Skilled nursing providers who accepted Provider Relief Funds should prepare for widespread audits by later this year.
That caution from legal experts comes as operators are busy reporting how they spent their Phase 2 funds — a process that could itself increase their chances of having Phase 1 submissions audited.
“We’re starting to see a little bit more clearly, with the changes they made in reporting period two, maybe some of the areas of focus or what could be a bigger potential trigger for a potential audit,” Brian Lee, a healthcare attorney and partner at Alston & Bird, told McKnight’s Long-Term Care News.
Providers now documenting their Phase 2 uses are allowed to revise expenses dating back to early 2020. But doing so, even in an attempt to be more accurate, could impact previous expense amounts and eligibility for Phase 1 funding.
“If the auditors are paying close attention, it may raise significant questions about a provider’s ability to retain the PRF payments they received in a prior period,” Lee explained.
He predicted that the HHS Health Resources & Services Administration is going to audit “as many (payments) as they can get to” in an established three-year window.
No PRF audit relief
While activity hasn’t ramped up dramatically yet, some observers believe the time is coming.
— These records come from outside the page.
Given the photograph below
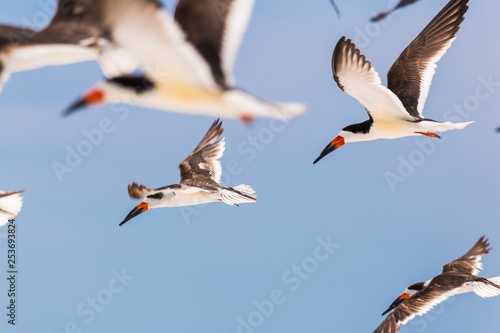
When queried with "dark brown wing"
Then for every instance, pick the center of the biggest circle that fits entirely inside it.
(74, 21)
(215, 28)
(417, 305)
(202, 164)
(411, 74)
(470, 263)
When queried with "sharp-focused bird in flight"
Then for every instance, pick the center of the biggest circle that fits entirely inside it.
(187, 61)
(75, 34)
(10, 205)
(200, 180)
(396, 111)
(382, 15)
(457, 277)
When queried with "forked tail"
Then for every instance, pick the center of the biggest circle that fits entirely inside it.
(238, 194)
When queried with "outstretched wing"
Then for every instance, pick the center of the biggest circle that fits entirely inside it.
(417, 305)
(215, 28)
(356, 77)
(411, 74)
(202, 164)
(470, 263)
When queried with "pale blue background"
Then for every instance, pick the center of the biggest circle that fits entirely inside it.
(201, 274)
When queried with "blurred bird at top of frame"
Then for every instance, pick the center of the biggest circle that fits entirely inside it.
(75, 34)
(396, 111)
(200, 180)
(188, 61)
(382, 15)
(457, 277)
(10, 205)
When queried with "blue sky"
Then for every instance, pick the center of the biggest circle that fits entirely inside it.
(216, 268)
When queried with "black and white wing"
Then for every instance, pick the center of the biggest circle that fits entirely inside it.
(411, 74)
(417, 305)
(356, 77)
(216, 29)
(202, 167)
(469, 263)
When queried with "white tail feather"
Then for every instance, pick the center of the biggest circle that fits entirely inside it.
(487, 290)
(239, 194)
(10, 206)
(253, 106)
Jon Rawlson, president and founder of Armory Hill Advocates, predicted in December that activity will ramp up in the next 12 months. That’s when he expects federal investigators to close out a backlog of other cases and train their focus on PRF recipients.
“All healthcare providers who received COVID-related funds should prepare to be audited over the next year or so,” Rawlson warned in a 2022 outlook. “HHS has developed a dollar threshold. Those providers who received any COVID-related funds (of $10,000 or more) should be prepared.”
The federal government funneled about $14 million in relief funds to nursing home operators prior to last September, when a fourth phase was announced. The last awards were intended to cover lost revenues and increased expenses between July 1, 2020, and March 31, 2021. Those payments were administered in December, with reporting expected to start next January.
High dollar PRF targets
Certain factors are more likely to trigger an audit.
Among them, Lee said, are large dollar awards; transferring targeted distributions to related entities within the same company; and reporting lost revenues according to a “alternative reasonable approach” method.
Many reporters don’t have just one budget or projected budget that covers the entire 18-month reporting period for Phase 1. That may force them to base lost revenue calculations on HRSA’s permitted but less favored alternative method.
“It could increase the likelihood of audit just by virtue of selecting that option,” Lee said.
Still, skilled nursing providers can take steps now to make any future investigations smoother, Lee said.
First, reporting efforts should include internal finance and compliance staff, as well as an outside attorney if an audit happens. Providers also need to take a holistic view of reporting if they received payments in more than one phase.
“They really need to think about the big picture and forecast. What are the revenue losses they expect in future periods? What are the expenses they’re incurring? Continue to document and try to look ahead,” Lee said. “What we’ve found is that providers who try to get through just one period at a time are going to get into trouble unless they incur significant losses in future periods.”
Meanwhile, there’s a glimmer of hope for those who have been hoping HRSA would rethink its phase-by-phase availability and reporting portal.
House Bill 5963 would extend the deadline for using remaining PRF monies and streamline the reporting process. That bill had picked up 20 co-sponsors as of Jan.14.